Quando o dia chegou o foco mudou para mim, como explicar ao nosso filho que os pais já não iriam mais estar juntos? Imaginei o seguinte, que nunca lhe consegui dizer por estas palavras:

"Filho, quando o pai conheceu a mãe ficámos amigos e foi plantada uma semente dentro de nós. Às vezes quando se têm muita sorte essa semente cresce e dá lugar a algo chamado amor. O amor traz com ele muitas coisas bonitas, como namorar, viver juntos, às vezes casar, e quando se têm muita sorte nascem filhos lindos como tu. 

Quando se ama, sentimos que somos capazes de fazer tudo e acreditamos que o amor estará sempre forte e à nossa espera.

Mas o amor precisa de ver, tocar e sentir, precisa de ser cuidado. Quando o pai foi para longe o amor dentro da mãe ficou triste, e com o tempo ficou cada vez mais pequenino e desapareceu. 
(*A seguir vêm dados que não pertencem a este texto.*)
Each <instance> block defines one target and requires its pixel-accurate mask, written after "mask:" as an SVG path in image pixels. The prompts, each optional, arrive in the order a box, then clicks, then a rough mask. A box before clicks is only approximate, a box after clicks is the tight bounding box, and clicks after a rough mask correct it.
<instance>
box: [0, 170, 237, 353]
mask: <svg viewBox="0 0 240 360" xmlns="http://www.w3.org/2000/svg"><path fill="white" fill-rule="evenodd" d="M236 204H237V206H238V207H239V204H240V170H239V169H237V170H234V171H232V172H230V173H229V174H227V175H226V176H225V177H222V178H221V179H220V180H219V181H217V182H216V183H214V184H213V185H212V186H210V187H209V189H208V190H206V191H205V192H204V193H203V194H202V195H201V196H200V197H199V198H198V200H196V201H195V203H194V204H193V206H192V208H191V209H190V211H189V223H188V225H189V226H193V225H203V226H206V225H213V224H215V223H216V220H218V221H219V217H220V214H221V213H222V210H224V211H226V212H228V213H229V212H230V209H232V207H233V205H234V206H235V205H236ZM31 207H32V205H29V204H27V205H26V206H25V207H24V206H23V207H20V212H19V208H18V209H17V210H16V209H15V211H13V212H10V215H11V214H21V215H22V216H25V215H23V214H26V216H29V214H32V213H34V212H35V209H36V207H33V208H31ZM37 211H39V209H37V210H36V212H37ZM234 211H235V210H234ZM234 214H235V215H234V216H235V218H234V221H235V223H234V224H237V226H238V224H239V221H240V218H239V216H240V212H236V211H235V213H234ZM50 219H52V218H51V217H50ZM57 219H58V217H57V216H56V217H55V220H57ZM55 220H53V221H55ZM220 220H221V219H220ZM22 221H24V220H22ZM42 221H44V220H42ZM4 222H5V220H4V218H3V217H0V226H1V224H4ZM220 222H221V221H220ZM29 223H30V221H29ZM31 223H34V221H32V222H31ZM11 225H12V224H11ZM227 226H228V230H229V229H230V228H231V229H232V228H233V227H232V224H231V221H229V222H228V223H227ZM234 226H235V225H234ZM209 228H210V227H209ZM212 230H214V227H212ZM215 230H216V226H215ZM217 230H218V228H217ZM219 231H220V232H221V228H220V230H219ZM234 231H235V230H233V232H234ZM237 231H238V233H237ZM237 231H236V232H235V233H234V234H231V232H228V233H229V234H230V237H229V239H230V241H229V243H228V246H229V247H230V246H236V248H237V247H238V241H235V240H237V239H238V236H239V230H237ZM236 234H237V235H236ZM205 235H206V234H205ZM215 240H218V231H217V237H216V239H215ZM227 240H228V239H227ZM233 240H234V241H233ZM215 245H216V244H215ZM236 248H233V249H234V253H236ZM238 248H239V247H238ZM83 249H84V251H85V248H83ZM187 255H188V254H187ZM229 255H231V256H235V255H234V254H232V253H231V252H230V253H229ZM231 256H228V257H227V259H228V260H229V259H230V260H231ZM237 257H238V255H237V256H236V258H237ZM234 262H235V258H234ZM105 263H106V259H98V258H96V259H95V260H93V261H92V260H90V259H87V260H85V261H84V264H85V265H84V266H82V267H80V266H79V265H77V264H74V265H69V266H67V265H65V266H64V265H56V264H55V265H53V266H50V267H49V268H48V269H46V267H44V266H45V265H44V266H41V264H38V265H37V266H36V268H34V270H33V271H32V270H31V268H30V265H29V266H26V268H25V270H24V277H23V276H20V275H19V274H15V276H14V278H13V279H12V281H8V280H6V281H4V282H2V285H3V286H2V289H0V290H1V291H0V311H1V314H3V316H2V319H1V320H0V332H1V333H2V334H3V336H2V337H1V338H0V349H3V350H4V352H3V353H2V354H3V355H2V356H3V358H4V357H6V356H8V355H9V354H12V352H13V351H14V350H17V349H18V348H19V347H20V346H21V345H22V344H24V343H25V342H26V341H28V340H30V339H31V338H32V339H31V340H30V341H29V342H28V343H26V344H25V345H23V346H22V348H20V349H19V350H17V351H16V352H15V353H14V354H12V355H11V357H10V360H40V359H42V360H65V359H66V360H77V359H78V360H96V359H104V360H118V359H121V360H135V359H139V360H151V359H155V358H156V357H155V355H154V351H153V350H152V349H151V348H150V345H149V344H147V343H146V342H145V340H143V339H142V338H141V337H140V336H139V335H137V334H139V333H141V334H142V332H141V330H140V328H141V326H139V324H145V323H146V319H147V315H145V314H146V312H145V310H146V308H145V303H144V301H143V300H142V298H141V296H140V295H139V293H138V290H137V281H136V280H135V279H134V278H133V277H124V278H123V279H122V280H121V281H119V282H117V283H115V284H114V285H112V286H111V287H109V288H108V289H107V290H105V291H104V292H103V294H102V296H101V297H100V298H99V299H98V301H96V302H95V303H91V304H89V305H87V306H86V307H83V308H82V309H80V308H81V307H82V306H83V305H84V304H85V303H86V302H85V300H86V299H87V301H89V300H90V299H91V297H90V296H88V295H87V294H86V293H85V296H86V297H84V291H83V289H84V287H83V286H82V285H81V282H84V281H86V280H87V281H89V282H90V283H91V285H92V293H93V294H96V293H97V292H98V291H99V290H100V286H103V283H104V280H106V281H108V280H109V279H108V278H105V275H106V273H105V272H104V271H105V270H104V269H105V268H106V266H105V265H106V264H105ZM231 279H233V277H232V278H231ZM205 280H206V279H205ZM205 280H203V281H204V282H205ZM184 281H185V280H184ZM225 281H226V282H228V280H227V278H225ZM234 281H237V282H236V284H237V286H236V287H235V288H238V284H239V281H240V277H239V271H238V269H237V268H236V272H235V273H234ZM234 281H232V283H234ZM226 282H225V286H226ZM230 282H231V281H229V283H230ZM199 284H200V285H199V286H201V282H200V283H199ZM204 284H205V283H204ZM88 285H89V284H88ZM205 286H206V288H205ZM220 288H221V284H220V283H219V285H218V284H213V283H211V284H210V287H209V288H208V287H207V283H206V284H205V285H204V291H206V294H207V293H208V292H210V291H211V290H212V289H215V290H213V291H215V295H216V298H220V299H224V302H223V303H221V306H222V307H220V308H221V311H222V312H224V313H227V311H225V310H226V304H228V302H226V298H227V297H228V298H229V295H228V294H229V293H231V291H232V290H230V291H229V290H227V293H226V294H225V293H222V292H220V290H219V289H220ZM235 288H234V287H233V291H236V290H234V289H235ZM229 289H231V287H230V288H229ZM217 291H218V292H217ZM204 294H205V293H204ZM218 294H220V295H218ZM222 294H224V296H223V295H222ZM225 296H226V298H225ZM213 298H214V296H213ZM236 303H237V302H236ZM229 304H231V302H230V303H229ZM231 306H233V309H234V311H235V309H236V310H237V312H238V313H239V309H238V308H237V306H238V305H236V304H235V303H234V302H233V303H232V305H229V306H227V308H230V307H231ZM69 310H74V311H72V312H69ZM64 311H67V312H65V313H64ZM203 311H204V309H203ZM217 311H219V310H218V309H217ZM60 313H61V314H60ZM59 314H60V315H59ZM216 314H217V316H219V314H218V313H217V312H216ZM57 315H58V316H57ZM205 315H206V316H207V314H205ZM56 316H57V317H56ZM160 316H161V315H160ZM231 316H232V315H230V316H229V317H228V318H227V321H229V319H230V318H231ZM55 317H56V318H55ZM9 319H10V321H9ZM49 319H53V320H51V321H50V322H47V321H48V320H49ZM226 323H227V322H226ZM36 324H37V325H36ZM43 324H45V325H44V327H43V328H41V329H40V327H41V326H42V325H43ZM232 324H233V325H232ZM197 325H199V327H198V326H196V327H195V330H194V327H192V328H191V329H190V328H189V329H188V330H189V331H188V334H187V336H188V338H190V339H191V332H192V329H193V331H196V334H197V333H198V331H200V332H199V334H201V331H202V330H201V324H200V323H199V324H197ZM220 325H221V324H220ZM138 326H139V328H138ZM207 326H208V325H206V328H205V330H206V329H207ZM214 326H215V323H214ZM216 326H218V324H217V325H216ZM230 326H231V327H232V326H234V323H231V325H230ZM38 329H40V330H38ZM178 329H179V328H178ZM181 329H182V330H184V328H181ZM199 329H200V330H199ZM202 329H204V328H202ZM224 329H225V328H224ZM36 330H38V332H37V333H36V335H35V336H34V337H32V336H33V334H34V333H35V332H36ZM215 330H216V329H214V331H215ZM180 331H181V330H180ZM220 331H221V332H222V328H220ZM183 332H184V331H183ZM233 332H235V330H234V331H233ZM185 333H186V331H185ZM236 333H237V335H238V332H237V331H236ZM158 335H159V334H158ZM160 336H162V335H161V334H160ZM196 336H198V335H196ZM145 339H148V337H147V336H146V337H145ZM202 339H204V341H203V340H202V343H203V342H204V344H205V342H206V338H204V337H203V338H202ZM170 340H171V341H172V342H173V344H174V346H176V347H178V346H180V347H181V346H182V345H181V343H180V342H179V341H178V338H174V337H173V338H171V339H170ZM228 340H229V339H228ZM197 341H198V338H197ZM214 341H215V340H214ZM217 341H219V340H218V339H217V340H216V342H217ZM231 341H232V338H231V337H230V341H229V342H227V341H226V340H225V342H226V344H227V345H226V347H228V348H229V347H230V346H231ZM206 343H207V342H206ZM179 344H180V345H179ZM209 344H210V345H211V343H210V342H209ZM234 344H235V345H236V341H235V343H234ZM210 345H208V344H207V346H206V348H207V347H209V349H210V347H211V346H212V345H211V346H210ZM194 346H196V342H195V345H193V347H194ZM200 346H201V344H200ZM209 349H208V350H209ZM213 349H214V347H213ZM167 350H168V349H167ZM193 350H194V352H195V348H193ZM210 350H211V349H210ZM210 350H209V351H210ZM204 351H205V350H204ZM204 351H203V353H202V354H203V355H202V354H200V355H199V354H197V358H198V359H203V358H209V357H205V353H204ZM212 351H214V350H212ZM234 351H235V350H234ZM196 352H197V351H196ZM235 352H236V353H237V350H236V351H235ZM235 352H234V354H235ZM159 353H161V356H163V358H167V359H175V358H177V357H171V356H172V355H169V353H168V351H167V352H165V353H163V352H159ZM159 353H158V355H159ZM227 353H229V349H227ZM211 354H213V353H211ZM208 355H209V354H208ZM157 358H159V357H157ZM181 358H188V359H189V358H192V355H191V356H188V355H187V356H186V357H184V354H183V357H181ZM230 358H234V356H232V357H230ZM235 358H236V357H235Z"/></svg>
Quando isso acontece já não se pode ser namorados. Voltamos ao princípio, voltamos a ser amigos. E é por isso o pai já não pode ficar aqui em casa."

 

O que me leva ao título deste desabafo, Equilíbrio.

 

A minha geração, denominada por Y, carateriza-se, entre muitas coisas, por "um desejo constante por novas experiências, o que, no trabalho, resulta em querer uma ascensão rápida, que a promova de cargos em períodos relativamente curtos e de maneira contínua". Algo que li por aí.

 

Aliamos isso ao facto de ser homem e ter uma disposição natural para a competitividade, abraçar desafios cada vez maiores na eterna busca da estabilidade, seja isso o que for, pareceu-me o correto.

 

Com isso vieram os compromissos... Os dias parecem não chegar e abdicamos de algumas noites que passam ao ocasional fim-de-semana, às vezes férias. E porquê? Porque o trabalho não se faz sozinho e não pode esperar, certo?  Isso era o que eu pensava para mim. 

 

Decisão após decisão, vou seguindo confiante que é o melhor para todos. Senti que tinha força para tudo, pois as fundações estavam lá. Mas as fissuras lá iam aparecendo, os procedimentos não existiam, as inspeções não foram feitas e, apesar dos sinais ténues, a estrutura começa a desmoronar. Se tiveres sorte e agires depressa ainda vais a tempo de reparar, caso contrário vêm tudo abaixo e vão existir sempre vítimas.

 

O segredo está no Equilíbrio. E como é que ele se consegue? Se descobrir aviso, mas como sugestão, comecem por ouvir, ouvir de verdade, quem está à vossa volta. Eu não soube ouvir, agora é altura de reconstruir."